Stuttgart. Bereits im Januar 2017 waren mehrere Abgeordnete der AfD-Fraktion im Landtag von Baden-Württemberg mit dem Antrag 16/1210 tätig geworden, als die Frage der Haftentschädigung des am 15. Dezember 2010 letztgültig vom Vorwurf der versuchten Tötung seiner Ehefrau freigesprochenen Herrn W. aus Birkenfeld an die Öffentlichkeit drang. Im November 2019 erfuhren die Abgeordneten Dr. Grimmer und Emil Sänze, dass bereits 2005 das Landgericht das BKA mit einer Fallanalyse beauftragt hatte, was man im TV als „Profiling“ kennt. Diese Fallanalyse machte sehr spezifische Aussagen, welche die Frage nahelegten, ob nach dem Freispruch des seinerzeitigen Hauptverdächtigen gegen zwei weitere Verdächtige ermittelt wurde. Pikant war, dass beide Polizisten waren. Jetzt liegt die Antwort des Justizministeriums zu dem Antrag 16/7506 der Abgeordneten Sänze, Dr. Podeswa, Dr. Grimmer, Klos, Wolle und Dr. Baum vor. Der Antrag war am 24. März 2020 samt der Antwort der Landesregierung im elektronischen Archiv des Landtags veröffentlicht worden.

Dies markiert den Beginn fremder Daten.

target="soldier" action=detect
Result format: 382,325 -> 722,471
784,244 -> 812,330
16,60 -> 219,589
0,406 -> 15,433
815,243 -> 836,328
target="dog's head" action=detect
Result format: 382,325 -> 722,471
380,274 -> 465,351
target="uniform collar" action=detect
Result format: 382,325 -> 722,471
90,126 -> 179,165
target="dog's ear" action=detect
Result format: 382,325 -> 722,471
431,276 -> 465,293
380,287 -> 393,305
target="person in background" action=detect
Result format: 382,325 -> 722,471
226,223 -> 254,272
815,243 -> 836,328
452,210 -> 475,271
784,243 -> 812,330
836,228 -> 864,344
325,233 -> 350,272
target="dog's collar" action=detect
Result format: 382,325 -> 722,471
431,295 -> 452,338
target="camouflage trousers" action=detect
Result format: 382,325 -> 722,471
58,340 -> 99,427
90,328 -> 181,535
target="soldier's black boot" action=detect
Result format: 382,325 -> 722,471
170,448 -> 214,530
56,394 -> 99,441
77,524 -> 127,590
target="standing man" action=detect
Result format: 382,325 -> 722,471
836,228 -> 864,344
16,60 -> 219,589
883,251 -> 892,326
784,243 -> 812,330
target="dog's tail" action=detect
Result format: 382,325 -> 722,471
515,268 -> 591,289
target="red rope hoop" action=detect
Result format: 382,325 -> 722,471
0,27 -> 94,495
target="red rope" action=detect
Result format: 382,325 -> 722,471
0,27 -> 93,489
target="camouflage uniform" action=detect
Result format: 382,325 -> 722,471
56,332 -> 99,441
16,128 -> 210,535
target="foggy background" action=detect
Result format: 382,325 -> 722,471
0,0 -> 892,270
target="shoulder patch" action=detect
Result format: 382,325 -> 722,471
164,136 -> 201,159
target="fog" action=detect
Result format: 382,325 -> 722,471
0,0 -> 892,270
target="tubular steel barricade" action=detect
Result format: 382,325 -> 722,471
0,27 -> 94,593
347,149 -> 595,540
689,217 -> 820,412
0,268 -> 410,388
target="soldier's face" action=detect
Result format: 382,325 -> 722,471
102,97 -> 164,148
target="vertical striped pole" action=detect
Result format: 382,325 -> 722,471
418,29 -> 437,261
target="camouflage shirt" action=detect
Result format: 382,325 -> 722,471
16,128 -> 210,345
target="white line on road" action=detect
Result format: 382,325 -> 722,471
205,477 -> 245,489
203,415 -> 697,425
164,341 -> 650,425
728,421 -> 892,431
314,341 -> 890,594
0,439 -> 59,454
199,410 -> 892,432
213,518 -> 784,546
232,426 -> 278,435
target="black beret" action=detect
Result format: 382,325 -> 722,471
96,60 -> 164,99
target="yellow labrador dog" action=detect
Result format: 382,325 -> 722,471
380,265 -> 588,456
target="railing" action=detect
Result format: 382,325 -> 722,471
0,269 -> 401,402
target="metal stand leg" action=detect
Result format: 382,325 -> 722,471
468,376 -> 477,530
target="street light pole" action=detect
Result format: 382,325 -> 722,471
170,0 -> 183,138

Himmelschreiende Unprofessionalität – zum Schaden des Angeklagten.
Die Antwort lehre vor allem zweierlei, so der Pressepolitische Sprecher und Stellvertretende Vorsitzende der AfD-Fraktion, Emil Sänze. „Erstens: Es scheint in Teilen von Justiz und Polizei offenbar an Demut vor der eigenen Fehlbarkeit zu fehlen. Es kann nicht sein, dass gerade bei einer schwerwiegenden Anklage, die den fälschlich Beschuldigten Jahre seiner Freiheit gekostet hat und deren letztgültige Ausräumung ihn sein Vermögen plus Schulden gekostet hat, bei Verfahren offenbar vor allem auf ‚Revisionsfestigkeit‘ abgestellt wird und danach im Glauben, ein rechtskräftiges Urteil sei unfehlbar, Asservaten schlicht verschwinden, womöglich ohne Protokoll vernichtet werden, ohne dass nachher einer der Verantwortlichen noch eine Erinnerung daran hat. Niemand wurde für dienstliche Versäumnisse und Fehlleistungen zur Rechenschaft gezogen. Genau dies legt die desaströse Antwort der Landesregierung nahe“, so der Abgeordnete. Er ergänzt: „Zweitens: Wir fragten hier nach Professionalität und nach der Nähe der Ermittler zu dem Polizisten-Milieu, in dem ermittelt wurde. Minister Wolf hat uns mehrere ausweichende Antworten gegeben. Selbst die sind haarsträubend und blamabel genug. Wohin die am Tatort gefundenen Drogen verschwunden sind – kann keiner sagen. Nach angefragten Polizei-Asservaten wurde (Zitat) ‚intensiv, aber erfolglos gesucht.‘ Keiner kann uns heute sagen, ob man oder ob man nicht z.B. den Weg eines Verdächtigen unter Beachtung der Verkehrsregeln rekonstruierte, den des Hauptverdächtigen aber nicht – die ‚Intensität von Ermittlungen richte sich (…) nach dem Grad des Tatverdachts‘. Und, so erzählt uns Herr Wolf. So könne den Ermittlungsakten auch nicht entnommen werden, ob ermittelnde Beamte mit einem der Verdächtigen befreundet waren – welcher Ermittler würde das auch hineinschreiben?“ Einer nahen Verwandten des Opfers sagte niemand, sie dürfe den Tatort in einer Pause der Spurensicherer nicht betreten. Sänze: „Sie hat das immer noch in der Wohnung befindliche Kind getröstet, Gläser gespült, den Mülleimer geleert. Mehr Pannen sind kaum möglich. Dienstliche Konsequenzen gab es bis heute in keinem Fall – nur für den Angeklagten Knast.“
EU-Propaganda ist dem Minister wichtiger als moralische Gerechtigkeit.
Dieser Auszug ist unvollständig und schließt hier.